Jaco Booyens, the founder of SHAREtogether, said former President Donald Trump’s efforts to create an office dedicated to fighting sex trafficking made an “incredible impact” over the last four years.
SHAREtogether is a nonprofit organization dedicated to combating child sex trafficking.
Booyens was interviewed by NTD on Friday and asked to expound on the big sex trafficking bust that occurred in California this week.
Sixty-four people were arrested and two women were rescued in an anti-human trafficking sting in California’s Riverside County.
The Riverside County Sheriff’s Department said the arrests were part of Operation Reclaim and Rebuild, an annual statewide operation. The sting “ran for four consecutive days before concluding on January 28, 2021,” the department said on Tuesday.
“It’s a big orchestration, to execute a sting or a bust, like what we’ve just seen in California, and it takes months and months of planning and funding. And that’s why it’s very important for both local and federal, local, state, and federal government to support the fight against sex trafficking, because you cannot do it on your own,” Booyens said.
He noted that for these operations to succeed, they need to be able to be conducted in a way that they can have standing in court, and some connections between the judicial system and the police have to exist.
Booyens said that before Trump “we’ve never had an office in the White House designated and dedicated to fighting sex trafficking. No former president in the history of this country has used his or her platform to denounce the exploitation of children and then appropriate funding. So we’ve seen an incredible impact over the years, over the last four years, particularly towards the support for law enforcement.”
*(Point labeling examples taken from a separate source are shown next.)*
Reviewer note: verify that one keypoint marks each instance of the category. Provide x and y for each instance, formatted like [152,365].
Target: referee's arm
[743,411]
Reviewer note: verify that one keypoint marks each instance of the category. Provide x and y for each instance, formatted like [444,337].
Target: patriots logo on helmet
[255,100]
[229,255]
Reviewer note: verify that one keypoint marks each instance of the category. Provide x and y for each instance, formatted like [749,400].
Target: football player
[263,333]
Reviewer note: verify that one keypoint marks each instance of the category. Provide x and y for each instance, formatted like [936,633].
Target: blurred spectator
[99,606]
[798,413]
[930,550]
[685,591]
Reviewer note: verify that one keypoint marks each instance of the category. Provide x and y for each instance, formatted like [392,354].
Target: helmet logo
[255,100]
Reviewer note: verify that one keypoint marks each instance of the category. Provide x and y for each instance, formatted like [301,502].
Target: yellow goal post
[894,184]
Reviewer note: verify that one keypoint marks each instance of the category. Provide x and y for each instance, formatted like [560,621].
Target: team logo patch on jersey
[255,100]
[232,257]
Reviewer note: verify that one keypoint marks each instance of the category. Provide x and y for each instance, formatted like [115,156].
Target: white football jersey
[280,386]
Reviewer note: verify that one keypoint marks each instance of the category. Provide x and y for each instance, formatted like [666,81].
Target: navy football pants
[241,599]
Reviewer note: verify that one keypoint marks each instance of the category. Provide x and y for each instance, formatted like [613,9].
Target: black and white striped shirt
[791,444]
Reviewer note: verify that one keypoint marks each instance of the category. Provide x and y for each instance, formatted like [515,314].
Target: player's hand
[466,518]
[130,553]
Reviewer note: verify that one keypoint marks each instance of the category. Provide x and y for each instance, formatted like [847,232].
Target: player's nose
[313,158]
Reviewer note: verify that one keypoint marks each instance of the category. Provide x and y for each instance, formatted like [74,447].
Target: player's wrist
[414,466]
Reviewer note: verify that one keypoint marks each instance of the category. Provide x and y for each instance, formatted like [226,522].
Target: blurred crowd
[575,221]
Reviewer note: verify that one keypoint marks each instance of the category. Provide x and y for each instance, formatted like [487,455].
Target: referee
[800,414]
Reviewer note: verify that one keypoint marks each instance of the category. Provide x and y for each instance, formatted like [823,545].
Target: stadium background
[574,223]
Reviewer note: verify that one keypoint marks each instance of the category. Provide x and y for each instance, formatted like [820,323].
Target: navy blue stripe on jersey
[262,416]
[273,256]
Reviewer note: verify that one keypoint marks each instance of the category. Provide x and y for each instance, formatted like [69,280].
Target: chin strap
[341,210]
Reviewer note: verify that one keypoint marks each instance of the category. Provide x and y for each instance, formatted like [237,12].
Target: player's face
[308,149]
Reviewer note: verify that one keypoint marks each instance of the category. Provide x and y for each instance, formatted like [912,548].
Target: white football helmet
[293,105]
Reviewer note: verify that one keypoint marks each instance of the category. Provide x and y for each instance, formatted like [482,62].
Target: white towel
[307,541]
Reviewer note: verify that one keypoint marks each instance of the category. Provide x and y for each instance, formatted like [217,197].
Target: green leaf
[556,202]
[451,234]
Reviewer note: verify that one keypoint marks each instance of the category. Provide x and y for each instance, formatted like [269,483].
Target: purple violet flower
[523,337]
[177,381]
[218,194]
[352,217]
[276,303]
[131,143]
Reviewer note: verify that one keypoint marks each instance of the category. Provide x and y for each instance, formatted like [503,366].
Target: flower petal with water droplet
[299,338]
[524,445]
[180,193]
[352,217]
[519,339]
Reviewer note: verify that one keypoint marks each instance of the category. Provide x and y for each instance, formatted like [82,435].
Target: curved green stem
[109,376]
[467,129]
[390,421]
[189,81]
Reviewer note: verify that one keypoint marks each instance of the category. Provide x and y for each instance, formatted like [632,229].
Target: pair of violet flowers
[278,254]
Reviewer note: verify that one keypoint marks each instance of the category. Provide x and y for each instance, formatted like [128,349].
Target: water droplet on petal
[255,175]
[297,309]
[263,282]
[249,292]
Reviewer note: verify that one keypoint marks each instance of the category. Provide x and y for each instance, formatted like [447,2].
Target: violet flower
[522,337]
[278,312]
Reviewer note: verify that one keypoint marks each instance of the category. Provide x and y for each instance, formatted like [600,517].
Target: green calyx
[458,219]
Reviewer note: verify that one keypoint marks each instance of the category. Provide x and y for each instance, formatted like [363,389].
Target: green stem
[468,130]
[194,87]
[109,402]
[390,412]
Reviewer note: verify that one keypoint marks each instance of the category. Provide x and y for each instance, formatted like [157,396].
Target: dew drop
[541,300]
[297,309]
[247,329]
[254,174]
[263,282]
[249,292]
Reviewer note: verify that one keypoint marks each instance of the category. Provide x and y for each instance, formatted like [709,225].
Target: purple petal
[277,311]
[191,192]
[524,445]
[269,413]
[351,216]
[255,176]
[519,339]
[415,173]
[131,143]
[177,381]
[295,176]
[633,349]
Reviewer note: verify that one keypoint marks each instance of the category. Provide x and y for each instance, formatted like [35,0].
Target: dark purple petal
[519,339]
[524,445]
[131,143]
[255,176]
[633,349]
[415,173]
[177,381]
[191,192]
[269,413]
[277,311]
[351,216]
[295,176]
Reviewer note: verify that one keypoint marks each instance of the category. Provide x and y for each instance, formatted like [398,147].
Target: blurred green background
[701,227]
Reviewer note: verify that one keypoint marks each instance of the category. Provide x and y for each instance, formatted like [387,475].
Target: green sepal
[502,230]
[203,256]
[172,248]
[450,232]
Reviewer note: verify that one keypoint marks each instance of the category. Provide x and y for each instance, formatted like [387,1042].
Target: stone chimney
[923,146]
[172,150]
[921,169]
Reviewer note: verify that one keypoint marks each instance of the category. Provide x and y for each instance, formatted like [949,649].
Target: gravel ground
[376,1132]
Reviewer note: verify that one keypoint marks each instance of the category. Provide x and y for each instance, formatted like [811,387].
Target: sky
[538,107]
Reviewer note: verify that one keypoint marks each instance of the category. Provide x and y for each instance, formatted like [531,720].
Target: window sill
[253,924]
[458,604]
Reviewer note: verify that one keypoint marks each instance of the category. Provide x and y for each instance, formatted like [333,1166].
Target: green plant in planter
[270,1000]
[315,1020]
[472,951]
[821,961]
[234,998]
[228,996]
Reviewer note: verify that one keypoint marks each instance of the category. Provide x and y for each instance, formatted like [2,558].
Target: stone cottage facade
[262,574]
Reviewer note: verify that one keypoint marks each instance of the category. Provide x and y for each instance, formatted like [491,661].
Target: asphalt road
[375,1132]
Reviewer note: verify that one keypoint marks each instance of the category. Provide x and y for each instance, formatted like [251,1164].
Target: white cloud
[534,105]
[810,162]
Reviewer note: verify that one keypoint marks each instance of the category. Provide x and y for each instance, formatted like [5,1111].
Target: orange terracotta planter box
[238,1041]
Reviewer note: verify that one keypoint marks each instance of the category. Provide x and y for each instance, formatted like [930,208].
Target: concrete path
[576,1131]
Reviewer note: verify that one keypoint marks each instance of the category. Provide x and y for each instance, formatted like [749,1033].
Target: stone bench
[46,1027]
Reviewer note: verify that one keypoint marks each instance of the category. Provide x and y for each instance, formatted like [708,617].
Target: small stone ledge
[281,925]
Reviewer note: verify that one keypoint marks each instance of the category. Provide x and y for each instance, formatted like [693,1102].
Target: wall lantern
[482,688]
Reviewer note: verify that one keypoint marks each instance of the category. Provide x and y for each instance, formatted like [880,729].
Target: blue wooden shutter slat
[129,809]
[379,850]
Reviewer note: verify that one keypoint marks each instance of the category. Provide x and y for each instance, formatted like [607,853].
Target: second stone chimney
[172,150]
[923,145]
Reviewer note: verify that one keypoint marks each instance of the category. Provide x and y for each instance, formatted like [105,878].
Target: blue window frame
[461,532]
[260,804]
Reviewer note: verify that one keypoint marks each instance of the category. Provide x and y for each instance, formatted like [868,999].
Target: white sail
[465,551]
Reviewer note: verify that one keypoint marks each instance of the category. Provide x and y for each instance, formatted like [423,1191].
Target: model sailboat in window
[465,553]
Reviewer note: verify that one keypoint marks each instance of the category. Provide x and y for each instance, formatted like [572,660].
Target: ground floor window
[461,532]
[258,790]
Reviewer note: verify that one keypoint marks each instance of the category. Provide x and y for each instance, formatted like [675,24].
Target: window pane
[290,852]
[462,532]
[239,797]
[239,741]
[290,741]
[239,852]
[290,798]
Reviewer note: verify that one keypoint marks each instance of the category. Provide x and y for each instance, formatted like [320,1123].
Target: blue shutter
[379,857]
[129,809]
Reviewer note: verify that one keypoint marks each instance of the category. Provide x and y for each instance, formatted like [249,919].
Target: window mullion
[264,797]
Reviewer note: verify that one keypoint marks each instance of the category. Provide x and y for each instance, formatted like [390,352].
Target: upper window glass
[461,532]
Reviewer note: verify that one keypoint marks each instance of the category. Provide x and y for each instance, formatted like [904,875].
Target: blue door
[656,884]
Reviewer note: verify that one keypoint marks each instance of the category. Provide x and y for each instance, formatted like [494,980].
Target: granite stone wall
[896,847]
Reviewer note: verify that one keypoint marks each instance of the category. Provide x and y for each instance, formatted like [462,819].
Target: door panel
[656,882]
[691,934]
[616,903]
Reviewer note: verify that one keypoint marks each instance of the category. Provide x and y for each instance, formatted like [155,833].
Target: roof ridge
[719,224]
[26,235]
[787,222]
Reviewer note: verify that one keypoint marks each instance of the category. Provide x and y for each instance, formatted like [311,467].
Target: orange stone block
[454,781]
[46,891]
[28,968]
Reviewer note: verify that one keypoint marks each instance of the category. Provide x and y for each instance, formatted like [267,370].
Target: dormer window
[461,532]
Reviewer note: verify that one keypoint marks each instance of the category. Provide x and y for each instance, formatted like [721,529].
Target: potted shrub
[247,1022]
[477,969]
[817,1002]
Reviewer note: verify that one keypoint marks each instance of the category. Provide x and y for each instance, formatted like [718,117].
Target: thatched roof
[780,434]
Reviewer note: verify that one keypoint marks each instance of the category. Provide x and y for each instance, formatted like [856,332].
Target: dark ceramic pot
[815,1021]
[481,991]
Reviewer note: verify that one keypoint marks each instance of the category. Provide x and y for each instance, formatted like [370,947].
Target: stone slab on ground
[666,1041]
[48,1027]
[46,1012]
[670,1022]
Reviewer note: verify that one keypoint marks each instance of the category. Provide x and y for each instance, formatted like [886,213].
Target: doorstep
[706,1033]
Regular police officers, he said, are not trained to investigate, profile, or conduct a sting operation. It requires special training and a lot of resources and effort.
“We’ve seen a tremendous rise in the apprehension, the arrest of perpetrators and rescue of victims under the Trump administration, no question about it,” Booyens said. “In these cases that you’re seeing now such as California, and you’ll see some others coming out now, they’ve been 9, 10 months in the making under the Trump administration—in that mechanism of funding law enforcement appropriately, having special task forces.”
He said that since the new Biden administration has only been in office for one month, the situation in this regard remains to be seen.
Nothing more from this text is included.